Earth, Wind & Fire — Open Our Eyes

We went through a thing last fall where, because of some family obligations that fall on the sandwich generation, my wife was away from home for weeks. When she got back home, almost the first thing she said was, “I want to hear some Earth, Wind & Fire.”

Open Our Eyes front cover
Open Our Eyes front cover

And, I couldn’t oblige. Not immediately, anyway — though within a few days I was able to get this album and “Spirit” from Phoenixville’s Forever Changes. But why did I not have any EW&F?

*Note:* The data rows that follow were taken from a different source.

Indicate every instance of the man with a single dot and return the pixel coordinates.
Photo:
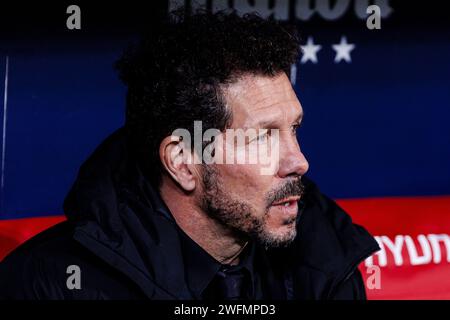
(149, 217)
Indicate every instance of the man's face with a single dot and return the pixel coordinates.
(239, 195)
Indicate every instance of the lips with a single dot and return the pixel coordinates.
(286, 201)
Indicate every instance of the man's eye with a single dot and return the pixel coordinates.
(295, 127)
(262, 138)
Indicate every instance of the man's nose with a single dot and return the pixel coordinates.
(292, 160)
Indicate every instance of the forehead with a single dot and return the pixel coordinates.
(262, 99)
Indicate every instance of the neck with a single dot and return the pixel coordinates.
(219, 241)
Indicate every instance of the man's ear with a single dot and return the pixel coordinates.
(178, 162)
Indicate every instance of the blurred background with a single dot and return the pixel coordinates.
(376, 130)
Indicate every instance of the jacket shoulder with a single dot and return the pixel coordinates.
(52, 266)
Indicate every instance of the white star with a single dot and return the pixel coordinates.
(310, 51)
(343, 50)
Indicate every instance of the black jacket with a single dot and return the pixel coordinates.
(127, 249)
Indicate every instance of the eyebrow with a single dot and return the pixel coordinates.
(271, 123)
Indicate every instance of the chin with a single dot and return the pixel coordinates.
(282, 237)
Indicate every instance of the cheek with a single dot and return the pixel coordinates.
(245, 182)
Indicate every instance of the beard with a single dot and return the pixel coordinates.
(240, 217)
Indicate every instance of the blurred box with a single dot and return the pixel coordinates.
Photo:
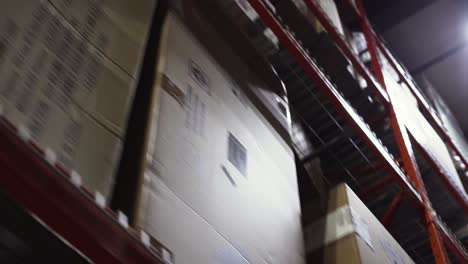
(328, 7)
(70, 90)
(348, 232)
(117, 28)
(218, 177)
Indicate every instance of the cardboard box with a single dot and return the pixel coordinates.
(218, 178)
(348, 233)
(117, 28)
(46, 53)
(69, 91)
(80, 143)
(328, 7)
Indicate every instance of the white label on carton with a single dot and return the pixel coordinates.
(362, 228)
(329, 228)
(392, 253)
(336, 225)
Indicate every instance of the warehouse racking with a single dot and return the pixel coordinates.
(414, 187)
(31, 177)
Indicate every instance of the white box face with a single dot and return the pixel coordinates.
(71, 91)
(220, 159)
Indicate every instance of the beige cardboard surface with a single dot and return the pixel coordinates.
(328, 7)
(369, 243)
(79, 142)
(219, 158)
(422, 131)
(44, 55)
(117, 28)
(185, 232)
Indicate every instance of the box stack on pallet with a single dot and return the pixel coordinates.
(224, 131)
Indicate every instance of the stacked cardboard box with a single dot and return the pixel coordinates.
(349, 233)
(328, 7)
(220, 183)
(67, 74)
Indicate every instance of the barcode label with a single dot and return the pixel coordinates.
(237, 154)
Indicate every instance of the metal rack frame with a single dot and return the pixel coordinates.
(437, 232)
(103, 235)
(31, 177)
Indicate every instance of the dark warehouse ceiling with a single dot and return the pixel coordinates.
(430, 37)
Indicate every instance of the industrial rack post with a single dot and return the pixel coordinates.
(434, 227)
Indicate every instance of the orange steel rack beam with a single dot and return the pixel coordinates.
(31, 177)
(434, 228)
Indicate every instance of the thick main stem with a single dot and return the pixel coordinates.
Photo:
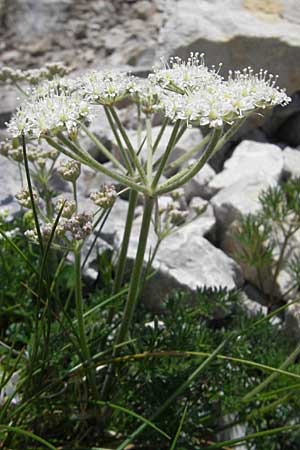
(125, 242)
(80, 322)
(136, 275)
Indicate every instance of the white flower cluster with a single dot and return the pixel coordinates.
(76, 227)
(69, 170)
(185, 76)
(69, 207)
(24, 199)
(105, 87)
(49, 115)
(186, 90)
(33, 76)
(147, 94)
(105, 197)
(216, 100)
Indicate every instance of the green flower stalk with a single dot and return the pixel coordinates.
(186, 93)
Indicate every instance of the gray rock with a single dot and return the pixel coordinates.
(289, 131)
(206, 222)
(291, 159)
(248, 32)
(239, 199)
(10, 185)
(249, 159)
(8, 101)
(250, 304)
(284, 287)
(190, 139)
(199, 185)
(34, 20)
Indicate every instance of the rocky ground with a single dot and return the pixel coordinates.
(99, 33)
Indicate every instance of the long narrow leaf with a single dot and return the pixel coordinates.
(28, 434)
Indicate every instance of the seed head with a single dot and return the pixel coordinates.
(69, 170)
(106, 197)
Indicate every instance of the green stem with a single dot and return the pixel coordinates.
(160, 134)
(186, 156)
(175, 394)
(102, 148)
(289, 360)
(125, 242)
(134, 158)
(166, 154)
(80, 321)
(34, 210)
(136, 273)
(149, 151)
(119, 142)
(74, 185)
(84, 158)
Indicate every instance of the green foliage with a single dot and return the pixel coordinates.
(200, 325)
(265, 239)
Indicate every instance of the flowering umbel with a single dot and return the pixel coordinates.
(185, 90)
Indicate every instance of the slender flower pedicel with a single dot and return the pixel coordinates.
(186, 94)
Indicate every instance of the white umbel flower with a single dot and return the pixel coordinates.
(225, 100)
(105, 87)
(49, 115)
(185, 76)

In the mid-’70s, up until I went to college, the vast, vast majority of my music consumption was in the form of 45s. When I started collecting in 1972, 45s were 79 cents at Apex Music Korner in downtown Schenectady, and riding my bike or taking the bus across the bridge to waste my time debating which single I should get became a weekly feature of my life. Every dime that I get was off to the jukebox, or in this case, record store, man. Albums felt a little more risky . . . experience eventually showed me that loving a single didn’t mean I would love everything else a band put out on an album. In fact, in the ’70s there was a lot of filler on albums, and more than a few of my early purchases were just meh. So I had to really, really be into a band or artist to go the album route when I was a teen. There was a whole bunch of mid-70s funk and soul that I only had on 45. When I started serious album collecting at college, it was entirely in a British Invasion and rock ’n’ roll direction — I wasn’t catching up with all that funk and soul that had been so ubiquitous in my high school years.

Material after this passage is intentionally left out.